Et si Bois-Caïman n’était pas seulement une page glorieuse de l’histoire haïtienne, mais aussi une clé pour comprendre le présent et imaginer l’avenir ? C’est autour de cette interrogation que s’est tenue, le vendredi 21 août 2026, à la Direction nationale du livre à Bourdon, la première édition du festival Laviwonn Bwakayiman, organisée par l’Association Laviwonndede.

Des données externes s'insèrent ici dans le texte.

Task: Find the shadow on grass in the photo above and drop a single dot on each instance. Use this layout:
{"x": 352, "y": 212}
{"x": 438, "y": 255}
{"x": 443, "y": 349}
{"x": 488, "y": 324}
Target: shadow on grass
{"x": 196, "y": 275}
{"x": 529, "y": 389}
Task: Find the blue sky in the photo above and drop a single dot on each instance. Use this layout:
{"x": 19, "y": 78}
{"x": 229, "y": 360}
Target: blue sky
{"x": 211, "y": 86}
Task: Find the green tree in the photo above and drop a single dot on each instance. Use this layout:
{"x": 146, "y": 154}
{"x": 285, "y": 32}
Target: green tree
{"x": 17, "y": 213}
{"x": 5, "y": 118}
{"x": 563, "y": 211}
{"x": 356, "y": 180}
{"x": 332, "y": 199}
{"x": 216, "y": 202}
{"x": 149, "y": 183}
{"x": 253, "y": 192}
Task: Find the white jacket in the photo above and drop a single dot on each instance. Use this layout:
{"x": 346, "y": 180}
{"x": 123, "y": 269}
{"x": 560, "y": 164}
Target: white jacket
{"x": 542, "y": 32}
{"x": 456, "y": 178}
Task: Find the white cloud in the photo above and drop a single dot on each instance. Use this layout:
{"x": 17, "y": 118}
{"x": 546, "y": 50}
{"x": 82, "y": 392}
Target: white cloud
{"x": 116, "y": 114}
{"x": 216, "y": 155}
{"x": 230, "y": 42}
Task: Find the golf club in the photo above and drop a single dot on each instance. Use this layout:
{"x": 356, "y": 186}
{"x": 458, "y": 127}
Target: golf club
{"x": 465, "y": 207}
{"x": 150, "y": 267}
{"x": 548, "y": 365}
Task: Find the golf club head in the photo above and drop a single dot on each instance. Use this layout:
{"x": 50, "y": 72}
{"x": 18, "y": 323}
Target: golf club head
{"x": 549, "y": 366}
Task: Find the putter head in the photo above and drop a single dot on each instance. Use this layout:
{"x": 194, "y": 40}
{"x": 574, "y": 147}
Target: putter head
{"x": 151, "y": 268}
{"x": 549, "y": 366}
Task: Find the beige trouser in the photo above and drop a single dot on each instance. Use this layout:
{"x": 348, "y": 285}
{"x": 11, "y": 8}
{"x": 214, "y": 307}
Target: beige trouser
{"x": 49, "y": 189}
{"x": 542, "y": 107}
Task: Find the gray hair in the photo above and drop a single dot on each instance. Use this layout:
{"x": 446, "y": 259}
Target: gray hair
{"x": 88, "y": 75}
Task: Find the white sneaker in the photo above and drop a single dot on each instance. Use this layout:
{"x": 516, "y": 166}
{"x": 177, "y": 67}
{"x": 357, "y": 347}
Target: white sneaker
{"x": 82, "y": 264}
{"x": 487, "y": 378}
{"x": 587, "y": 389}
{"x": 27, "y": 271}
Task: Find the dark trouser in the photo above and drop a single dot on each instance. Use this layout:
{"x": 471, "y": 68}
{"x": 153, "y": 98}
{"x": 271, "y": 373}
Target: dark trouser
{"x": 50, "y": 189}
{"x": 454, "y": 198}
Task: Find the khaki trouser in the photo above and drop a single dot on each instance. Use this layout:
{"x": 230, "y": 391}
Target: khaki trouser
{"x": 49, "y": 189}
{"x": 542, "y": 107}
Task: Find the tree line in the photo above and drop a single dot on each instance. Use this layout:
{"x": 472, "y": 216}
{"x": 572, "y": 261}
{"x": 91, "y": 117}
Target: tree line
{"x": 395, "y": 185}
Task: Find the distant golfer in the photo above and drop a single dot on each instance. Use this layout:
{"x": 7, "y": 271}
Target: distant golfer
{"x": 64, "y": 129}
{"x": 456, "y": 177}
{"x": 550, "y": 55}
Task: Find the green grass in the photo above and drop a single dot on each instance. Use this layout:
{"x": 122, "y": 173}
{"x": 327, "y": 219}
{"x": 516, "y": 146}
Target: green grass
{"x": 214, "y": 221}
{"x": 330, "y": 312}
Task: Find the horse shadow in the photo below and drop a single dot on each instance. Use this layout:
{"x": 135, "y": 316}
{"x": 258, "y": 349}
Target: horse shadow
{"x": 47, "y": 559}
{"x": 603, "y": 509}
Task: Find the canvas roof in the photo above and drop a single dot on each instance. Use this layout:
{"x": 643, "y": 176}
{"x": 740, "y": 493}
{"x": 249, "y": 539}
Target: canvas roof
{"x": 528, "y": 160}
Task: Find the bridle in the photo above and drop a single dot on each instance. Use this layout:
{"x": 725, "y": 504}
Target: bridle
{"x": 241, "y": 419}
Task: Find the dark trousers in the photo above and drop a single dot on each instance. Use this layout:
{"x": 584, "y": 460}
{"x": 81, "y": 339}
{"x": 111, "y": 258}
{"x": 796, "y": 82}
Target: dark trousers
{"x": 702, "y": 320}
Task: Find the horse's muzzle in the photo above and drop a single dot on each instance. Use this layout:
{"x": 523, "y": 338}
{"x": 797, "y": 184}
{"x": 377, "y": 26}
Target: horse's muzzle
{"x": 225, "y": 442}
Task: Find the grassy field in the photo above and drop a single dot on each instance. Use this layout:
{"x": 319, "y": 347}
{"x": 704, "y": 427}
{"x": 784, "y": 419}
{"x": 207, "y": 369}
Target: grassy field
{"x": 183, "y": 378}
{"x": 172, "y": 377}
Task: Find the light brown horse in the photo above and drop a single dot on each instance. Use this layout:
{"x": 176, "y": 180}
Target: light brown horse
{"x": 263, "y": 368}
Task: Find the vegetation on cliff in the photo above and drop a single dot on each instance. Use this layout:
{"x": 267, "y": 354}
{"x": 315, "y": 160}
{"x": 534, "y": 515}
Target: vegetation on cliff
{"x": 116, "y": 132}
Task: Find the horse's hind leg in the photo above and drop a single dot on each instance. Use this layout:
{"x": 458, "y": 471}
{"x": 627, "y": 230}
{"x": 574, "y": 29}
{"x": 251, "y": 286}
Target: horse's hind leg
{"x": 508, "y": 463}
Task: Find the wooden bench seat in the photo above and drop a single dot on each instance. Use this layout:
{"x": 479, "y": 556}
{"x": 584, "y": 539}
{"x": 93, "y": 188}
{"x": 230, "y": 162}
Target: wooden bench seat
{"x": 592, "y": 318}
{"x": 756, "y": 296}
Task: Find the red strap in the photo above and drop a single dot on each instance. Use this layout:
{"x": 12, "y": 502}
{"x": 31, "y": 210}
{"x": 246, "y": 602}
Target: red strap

Entre littérature, peinture, poésie et réflexion intellectuelle, cette première édition a transformé la mémoire de Bois-Caïman en un véritable espace de questionnement sur Haïti, son histoire, son identité et le récit qu’elle souhaite transmettre aux générations futures. Exposition de tableaux et d’ouvrages, vente-signature, performance poétique et conférence ont rythmé cette journée placée sous le signe de la mémoire et de la création. La conférence, consacrée au thème « Bois-Caïman : élément-clé de la ré élaboration du récit du XXIe siècle », a constitué le cœur de cette rencontre.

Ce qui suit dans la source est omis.